To find the maximum value of $g(x)$ on $[-3, 3]$, we need to evaluate $g(x)$ at its critical points within the interval and at the endpoints of the interval. First, find the critical points by setting $g'(x) = 0$. We know $g'(x) = f(x)$. So, $f(x) = 6x - x^2 - 4 = 0$. Rearranging the quadratic equation: $x^2 - 6x + 4 = 0$. Using the quadratic formula $x = \frac{-b \pm \sqrt{b^2 - 4ac}}{2a}$: $x = \frac{6 \pm \sqrt{(-6)^2 - 4(1)(4)}}{2(1)}$ $x = \frac{6 \pm \sqrt{36 - 16}}{2}$ $x = \frac{6 \pm \sqrt{20}}{2}$ $x = \frac{6 \pm 2\sqrt{5}}{2}$ $x = 3 \pm \sqrt{5}$.
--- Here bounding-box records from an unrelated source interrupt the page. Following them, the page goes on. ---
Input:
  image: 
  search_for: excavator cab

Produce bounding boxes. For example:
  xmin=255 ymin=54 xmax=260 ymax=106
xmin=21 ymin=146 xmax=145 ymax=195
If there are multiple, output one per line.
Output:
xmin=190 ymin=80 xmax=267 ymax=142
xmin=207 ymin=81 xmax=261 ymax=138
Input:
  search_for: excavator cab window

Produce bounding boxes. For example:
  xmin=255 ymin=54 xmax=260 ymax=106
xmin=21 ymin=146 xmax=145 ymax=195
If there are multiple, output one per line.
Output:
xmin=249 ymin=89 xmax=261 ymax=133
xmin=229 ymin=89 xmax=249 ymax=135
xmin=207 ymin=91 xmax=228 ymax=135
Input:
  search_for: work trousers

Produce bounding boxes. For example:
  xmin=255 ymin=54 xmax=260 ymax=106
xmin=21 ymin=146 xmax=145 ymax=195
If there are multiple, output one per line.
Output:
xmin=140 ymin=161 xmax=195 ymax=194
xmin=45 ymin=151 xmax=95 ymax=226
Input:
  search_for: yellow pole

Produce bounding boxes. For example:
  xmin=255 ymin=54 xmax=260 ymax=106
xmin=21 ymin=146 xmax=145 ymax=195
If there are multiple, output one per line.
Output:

Now, check which of these critical points lie within the interval $[-3, 3]$: $x_1 = 3 + \sqrt{5} \approx 3 + 2.236 = 5.236$. This is outside $[-3, 3]$. $x_2 = 3 - \sqrt{5} \approx 3 - 2.236 = 0.764$. This is inside $[-3, 3]$.

To determine if $x = 3 - \sqrt{5}$ is a local maximum or minimum, we use the second derivative test: $g''(x) = f'(x) = 6 - 2x$. At $x = 3 - \sqrt{5}$: $g''(3 - \sqrt{5}) = 6 - 2(3 - \sqrt{5}) = 6 - 6 + 2\sqrt{5} = 2\sqrt{5}$. Since $g''(3 - \sqrt{5}) = 2\sqrt{5} > 0$, the critical point $x = 3 - \sqrt{5}$ corresponds to a local minimum for $g(x)$.

Therefore, the maximum value of $g(x)$ must occur at one of the endpoints of the interval $[-3, 3]$. Let's evaluate $g(x)$ at the endpoints $x = -3$ and $x = 3$: $g(3) = 3(3)^2 - \frac{(3)^3}{3} - 4(3)$ $g(3) = 3(9) - \frac{27}{3} - 12$ $g(3) = 27 - 9 - 12$ $g(3) = 18 - 12 = 6$.

$g(-3) = 3(-3)^2 - \frac{(-3)^3}{3} - 4(-3)$ $g(-3) = 3(9) - \frac{-27}{3} + 12$ $g(-3) = 27 - (-9) + 12$ $g(-3) = 27 + 9 + 12$ $g(-3) = 36 + 12 = 48$.

Comparing the values: $g(0) = 0$, $g(3) = 6$, and $g(-3) = 48$. The maximum value of $g(x)$ on the interval $[-3, 3]$ is $48$.